Boris Johnson’s latest rebuttal to those who challenge the government’s Rwanda scheme may actually have helped his critics.
The Home Office caused outrage when it announced its plan to relocate anyone who arrived by so-called illegal means to the UK – particularly via the English Channel – to the east African country of Rwanda. These asylum seekers would then be inadmissible to the UK under new immigration rules, even once they were processed there.
The new proposal has not yet been approved and Downing Street has admitted it will not come into effect for several “months” – and it blamed this delay on all the legal challenges to the programme.
Speaking to the media from Southampton Airport on Wednesday, the prime minister explained the government had always been aware there would be legal challenge to the programme.
He explained: “Of course, there are going to be legal eagles, liberal lawyers, who will try to make this difficult to settle.
“We always knew this was going to happen, but it is a very, very sensible thing.
“If people are coming across the Channel illegally, and if they are, their lives are being put at risk by ruthless and unscrupulous gangsters, which is what is happening at the moment.”
Johnson just said that a solution was needed to push back “those gangsters” behind the trafficking of people across the English Channel.
“I think that’s a humane, compassionate and sensible thing to do,” he added. “I’m not going to pretend to you that is going to be without legal challenges. I think I said that when I announced it, but we will get it done.”

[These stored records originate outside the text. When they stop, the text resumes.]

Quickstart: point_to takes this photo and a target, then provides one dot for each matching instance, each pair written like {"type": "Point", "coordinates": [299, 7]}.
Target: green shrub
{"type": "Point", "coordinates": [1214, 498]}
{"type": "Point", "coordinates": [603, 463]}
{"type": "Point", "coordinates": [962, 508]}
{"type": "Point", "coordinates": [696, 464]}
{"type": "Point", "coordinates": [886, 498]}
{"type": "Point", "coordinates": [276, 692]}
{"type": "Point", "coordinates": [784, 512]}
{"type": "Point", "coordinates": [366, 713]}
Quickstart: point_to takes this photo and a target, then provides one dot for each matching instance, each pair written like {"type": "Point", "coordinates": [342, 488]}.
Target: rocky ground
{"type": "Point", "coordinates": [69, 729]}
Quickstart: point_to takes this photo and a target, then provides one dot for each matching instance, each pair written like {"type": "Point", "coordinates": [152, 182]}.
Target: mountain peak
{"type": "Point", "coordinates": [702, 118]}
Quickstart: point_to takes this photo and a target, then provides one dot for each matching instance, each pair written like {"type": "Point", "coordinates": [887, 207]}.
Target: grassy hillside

But the prime minister’s acknowledgement of these “legal challenges” only seemed to encourage his critics to ask why the policy was not legally sound in the first place.
So what are the legal challenges?
The prime minister’s spokesperson initially promised that flights to Rwanda would happen “at the earlier opportunity” and that the plan was “fully legally secure approach that has been tested and thought through”.
But, he added: “We have received pre-action correspondence from a number of legal firms, I can’t get into that more... but we still maintain our hope to have the first flights take place in a matter of months.”
According to PA news agency, the president of the Law Society of England and Wales – Stephanie Boyce – is also particularly wary of the scheme.
“The PM appears to have little confidence the plan to send asylum seekers to Rwanda is legal if he is even at this early stage preparing for it to be challenged in the courts,” she explained.
“It is not clear that the Nationality and Borders Act gives the government the powers to do this.
“There are questions as to whether this scheme would comply with the Refugee Convention, whether refugees threatened with being sent to Rwanda would be able to access justice if they are mistreated.”
Heavily criticised by Labour as a sign of the “complete chaos” in Downing Street, the proposal has also come under fire by the Archbishops of Canterbury and York on “moral and ethical grounds”.